Whether you include one veggie and your favorite cheese, or you mix things up with a bunch of ingredients, a frittata makes a great meal any time of day, and especially on a Meatless Monday. This recipe for Sweet Potato and Arugula Frittata with Smoked Mozzarella will hit the spot and it offers up fab flavor, too.
Late in the day on Sunday, I turned on the TV and bopped around the house trying to pick up this and that (mostly to make it seem like I did a little weekend cleaning). The Red Carpet event for the Oscar’s was on, and the talented and lovely Naomi Watts was being peppered with the requisite questions. Somehow, it came up that she made herself a frittata earlier in the day because she knew it was going to be a long night.
It’s a coincidence that I decided to share this recipe for Sweet Potato and Arugula Frittata with Smoked Mozzarella, but it made me feel extra glamorous to know that Naomi and I were on the same wavelength as far as food goes! Wonder if she enjoyed a few scoops of Ben and Jerry’s for dessert, too? Yeah, I didn’t think so either.
This vegetarian frittata is a winner, not only because I was able to use up some leftovers, but because the mix of flavors work really well together: the touch of sweetness from the sweet potatoes, the peppery arugula, and the smoked mozzarella. They might seem like unlikely ingredients for a frittata, but that’s the beauty of this egg dish – pretty much anything goes. For a colorful springtime frittata, try my recipes for Asparagus and Asiago Frittata.
I don’t know if I’ll win an award for this recipe for Sweet Potato and Arugula Frittata with Smoked Mozzarella, but eating it made me feel a little like a movie star!

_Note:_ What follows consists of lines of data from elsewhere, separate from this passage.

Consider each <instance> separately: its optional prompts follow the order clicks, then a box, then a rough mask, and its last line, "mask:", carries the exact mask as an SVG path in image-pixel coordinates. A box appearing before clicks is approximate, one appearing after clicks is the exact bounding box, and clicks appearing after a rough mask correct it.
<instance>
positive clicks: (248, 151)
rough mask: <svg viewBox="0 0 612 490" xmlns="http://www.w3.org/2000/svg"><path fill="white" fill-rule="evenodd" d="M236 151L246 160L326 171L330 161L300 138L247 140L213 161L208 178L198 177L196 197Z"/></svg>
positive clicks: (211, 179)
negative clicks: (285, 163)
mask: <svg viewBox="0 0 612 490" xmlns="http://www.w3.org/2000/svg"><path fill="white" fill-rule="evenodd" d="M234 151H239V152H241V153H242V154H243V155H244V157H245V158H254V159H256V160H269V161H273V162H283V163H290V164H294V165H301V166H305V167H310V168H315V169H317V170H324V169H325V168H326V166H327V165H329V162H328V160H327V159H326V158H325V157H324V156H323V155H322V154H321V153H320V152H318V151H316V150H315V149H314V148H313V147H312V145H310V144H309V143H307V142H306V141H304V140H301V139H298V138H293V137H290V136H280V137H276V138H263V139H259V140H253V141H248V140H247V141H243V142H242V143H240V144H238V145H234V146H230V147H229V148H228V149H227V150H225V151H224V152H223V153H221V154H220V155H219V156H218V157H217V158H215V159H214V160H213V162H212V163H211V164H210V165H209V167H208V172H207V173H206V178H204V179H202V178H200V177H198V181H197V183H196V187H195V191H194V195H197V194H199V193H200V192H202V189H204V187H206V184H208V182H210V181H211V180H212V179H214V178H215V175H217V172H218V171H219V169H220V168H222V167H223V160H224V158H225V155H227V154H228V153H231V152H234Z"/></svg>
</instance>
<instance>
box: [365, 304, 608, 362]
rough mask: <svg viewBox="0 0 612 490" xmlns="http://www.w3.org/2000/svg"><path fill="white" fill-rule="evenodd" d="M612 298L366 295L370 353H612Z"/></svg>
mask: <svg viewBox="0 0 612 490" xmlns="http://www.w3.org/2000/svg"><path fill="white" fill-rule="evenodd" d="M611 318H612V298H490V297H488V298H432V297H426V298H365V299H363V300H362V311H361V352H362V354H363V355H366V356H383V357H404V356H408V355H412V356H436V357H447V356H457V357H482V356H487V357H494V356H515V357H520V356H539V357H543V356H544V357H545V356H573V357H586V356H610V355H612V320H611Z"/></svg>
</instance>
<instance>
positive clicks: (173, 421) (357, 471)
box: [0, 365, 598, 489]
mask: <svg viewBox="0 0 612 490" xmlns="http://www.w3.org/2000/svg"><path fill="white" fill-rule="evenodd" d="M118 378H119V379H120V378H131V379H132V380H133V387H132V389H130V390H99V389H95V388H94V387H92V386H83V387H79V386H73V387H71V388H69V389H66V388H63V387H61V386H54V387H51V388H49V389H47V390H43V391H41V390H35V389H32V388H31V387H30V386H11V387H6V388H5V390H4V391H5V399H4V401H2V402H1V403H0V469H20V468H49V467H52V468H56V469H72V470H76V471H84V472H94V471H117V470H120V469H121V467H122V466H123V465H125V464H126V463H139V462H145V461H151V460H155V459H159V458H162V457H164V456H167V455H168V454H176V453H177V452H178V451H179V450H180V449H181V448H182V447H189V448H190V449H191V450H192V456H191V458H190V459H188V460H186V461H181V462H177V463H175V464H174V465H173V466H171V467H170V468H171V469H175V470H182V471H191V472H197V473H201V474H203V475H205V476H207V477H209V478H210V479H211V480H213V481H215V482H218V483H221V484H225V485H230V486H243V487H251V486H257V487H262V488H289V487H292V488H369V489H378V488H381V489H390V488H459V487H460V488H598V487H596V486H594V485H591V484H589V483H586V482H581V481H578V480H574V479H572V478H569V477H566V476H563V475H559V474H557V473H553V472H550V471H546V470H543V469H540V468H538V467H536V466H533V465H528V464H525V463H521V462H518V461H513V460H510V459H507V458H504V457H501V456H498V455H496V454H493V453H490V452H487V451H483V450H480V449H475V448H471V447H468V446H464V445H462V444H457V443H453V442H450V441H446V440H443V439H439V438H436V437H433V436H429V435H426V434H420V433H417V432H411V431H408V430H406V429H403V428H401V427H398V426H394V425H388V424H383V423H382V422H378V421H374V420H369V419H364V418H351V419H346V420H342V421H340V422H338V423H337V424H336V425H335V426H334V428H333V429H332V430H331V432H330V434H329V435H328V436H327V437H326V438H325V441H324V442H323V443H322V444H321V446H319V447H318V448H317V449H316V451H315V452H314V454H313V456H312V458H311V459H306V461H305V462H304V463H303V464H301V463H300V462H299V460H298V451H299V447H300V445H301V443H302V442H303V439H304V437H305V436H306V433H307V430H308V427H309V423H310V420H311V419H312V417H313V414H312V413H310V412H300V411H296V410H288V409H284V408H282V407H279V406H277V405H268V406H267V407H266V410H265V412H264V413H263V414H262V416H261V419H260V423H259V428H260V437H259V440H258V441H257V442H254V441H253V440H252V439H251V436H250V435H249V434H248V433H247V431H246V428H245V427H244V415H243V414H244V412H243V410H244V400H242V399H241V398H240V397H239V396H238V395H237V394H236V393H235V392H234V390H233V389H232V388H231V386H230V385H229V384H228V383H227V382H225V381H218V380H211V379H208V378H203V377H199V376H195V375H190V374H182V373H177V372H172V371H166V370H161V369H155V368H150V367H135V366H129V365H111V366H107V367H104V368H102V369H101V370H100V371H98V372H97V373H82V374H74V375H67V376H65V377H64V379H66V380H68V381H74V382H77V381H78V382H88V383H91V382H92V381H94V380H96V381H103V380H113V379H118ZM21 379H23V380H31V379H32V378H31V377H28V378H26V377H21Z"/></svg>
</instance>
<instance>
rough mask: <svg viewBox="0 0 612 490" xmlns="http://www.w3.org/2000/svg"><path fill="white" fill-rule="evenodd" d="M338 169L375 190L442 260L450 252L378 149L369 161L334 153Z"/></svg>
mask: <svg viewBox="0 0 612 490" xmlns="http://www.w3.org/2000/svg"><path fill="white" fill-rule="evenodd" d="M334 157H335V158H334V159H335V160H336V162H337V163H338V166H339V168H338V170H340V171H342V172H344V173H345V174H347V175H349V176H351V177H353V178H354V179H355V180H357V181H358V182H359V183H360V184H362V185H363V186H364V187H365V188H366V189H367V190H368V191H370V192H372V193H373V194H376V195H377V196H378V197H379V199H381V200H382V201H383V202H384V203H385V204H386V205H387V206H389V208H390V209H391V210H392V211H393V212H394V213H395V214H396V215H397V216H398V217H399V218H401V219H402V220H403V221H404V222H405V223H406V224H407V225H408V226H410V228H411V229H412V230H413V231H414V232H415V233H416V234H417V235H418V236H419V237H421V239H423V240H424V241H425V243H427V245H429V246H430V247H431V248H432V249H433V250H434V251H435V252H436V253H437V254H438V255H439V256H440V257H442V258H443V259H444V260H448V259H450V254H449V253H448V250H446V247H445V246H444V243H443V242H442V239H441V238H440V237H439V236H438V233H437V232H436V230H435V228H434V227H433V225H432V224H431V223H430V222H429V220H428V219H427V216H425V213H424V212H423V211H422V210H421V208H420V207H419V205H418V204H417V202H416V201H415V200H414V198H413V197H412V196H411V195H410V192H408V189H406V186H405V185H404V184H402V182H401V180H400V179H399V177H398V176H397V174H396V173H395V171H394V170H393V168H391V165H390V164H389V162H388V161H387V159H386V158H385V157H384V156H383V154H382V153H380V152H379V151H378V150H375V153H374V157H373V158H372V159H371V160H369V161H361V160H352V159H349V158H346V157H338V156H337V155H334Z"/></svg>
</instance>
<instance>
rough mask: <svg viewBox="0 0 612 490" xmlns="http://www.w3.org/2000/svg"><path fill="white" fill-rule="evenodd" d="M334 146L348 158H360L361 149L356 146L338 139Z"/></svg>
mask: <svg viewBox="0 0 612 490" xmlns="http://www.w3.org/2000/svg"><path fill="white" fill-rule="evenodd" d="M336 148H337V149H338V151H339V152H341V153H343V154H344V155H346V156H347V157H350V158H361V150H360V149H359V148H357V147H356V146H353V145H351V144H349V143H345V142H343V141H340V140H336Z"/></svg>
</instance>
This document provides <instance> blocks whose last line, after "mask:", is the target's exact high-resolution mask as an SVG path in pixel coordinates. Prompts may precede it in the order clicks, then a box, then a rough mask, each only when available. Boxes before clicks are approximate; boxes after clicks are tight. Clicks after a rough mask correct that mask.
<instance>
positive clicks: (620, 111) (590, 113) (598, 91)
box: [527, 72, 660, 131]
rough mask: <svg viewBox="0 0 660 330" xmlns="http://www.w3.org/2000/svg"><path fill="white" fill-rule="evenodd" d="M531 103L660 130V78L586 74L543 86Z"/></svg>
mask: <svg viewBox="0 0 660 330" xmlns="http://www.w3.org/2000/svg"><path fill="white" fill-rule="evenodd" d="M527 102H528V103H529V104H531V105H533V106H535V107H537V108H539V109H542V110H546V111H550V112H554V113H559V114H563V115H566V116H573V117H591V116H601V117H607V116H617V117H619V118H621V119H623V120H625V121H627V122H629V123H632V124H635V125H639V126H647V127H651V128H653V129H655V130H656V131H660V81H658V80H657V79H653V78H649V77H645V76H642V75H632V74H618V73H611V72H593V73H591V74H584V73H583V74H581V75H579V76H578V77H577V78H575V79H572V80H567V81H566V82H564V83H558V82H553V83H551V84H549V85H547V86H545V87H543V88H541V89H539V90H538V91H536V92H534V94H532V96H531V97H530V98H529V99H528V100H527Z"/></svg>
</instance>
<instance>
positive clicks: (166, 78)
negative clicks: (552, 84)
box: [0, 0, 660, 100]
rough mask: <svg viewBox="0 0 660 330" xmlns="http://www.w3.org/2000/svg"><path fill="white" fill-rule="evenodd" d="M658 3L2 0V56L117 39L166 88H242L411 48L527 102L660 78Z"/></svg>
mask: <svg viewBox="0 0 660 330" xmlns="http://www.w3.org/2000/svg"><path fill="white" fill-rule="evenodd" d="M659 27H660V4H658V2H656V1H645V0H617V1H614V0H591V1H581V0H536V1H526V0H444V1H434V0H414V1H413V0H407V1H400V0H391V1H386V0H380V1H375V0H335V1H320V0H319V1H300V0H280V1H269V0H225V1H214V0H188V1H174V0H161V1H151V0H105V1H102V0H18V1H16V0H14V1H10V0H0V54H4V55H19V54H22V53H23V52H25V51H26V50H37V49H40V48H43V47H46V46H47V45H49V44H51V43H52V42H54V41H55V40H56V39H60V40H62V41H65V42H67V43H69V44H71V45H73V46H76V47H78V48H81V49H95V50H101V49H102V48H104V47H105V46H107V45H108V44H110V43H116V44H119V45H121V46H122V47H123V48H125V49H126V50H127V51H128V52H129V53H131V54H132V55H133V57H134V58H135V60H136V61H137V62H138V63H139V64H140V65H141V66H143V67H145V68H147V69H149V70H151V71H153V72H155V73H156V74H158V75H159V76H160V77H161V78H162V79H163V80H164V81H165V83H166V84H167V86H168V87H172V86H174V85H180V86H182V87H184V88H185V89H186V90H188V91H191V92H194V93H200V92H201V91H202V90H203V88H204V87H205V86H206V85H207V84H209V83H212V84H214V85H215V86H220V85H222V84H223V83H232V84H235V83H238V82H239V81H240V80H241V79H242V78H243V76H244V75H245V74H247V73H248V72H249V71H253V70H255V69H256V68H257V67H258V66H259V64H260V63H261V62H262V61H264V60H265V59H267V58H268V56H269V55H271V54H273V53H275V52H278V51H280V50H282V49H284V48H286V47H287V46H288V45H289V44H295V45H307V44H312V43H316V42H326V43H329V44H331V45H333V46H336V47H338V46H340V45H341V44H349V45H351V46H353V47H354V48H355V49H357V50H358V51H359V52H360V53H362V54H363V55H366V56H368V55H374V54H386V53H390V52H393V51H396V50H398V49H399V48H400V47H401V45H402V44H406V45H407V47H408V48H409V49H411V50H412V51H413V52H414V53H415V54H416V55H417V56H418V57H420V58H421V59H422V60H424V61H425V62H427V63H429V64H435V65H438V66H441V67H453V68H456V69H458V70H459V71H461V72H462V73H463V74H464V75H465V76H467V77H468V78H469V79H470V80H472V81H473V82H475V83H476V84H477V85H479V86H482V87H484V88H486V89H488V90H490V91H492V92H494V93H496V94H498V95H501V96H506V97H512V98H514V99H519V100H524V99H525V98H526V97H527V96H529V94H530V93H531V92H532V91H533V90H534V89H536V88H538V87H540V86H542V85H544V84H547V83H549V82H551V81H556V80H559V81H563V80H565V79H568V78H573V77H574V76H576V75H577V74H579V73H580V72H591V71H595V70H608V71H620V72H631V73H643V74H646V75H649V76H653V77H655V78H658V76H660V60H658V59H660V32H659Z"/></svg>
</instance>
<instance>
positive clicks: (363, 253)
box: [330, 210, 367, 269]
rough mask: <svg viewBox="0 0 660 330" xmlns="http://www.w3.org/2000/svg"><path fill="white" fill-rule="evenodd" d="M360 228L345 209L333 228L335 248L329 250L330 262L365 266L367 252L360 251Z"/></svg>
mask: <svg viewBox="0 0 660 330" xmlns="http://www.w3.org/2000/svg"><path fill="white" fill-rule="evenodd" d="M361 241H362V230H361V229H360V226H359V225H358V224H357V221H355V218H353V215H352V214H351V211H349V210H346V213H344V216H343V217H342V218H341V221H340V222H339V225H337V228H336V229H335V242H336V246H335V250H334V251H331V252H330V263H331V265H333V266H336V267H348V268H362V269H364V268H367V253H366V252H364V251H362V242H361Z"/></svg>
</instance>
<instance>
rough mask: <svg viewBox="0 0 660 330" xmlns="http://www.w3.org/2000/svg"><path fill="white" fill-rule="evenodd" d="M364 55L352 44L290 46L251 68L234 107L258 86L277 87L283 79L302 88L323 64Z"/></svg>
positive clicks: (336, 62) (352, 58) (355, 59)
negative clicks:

Recipe for Sweet Potato and Arugula Frittata with Smoked Mozzarella
Serves 4
INGREDIENTS
- 1 tablespoon olive oil
- 3 tablespoons yellow onion, diced
- 2 garlic cloves, minced
- 1 cup shredded sweet potato
- 1/4 teaspoon salt
- 1/4 teaspoon ground black pepper
- 1-1/2 cups lightly packed arugula
- 6 eggs, lightly beaten
- 4 ounces smoked mozzarella, diced
- 1 tablespoon grated Parmesan cheese
INSTRUCTIONS
- Preheat the oven to 375 degrees F.
- Add the olive oil to an ovenproof skillet over medium heat. When hot, add the onion and cook for about 3 minutes or until it begins to soften. Add the garlic and cook for about 30 seconds.
- Add the sweet potato to the skillet and cook, stirring occasionally, for 3-4 minutes. Add the arugula to the skillet and stir, just until wilted.
- Pour in the egg mixture and mix lightly to distribute it. Add the cheese, lightly mix, and cook on the stovetop for a few minutes.
- Transfer the skillet to the oven and cook for 10-12 minutes, or until the frittata has set.
- Carefully remove from the oven and sprinkle with the Parmesan cheese. Use a rubber spatula to run around the edges and underside of the frittata, and slide it onto a round serving plate.
- Cut into equal slices and serve warm.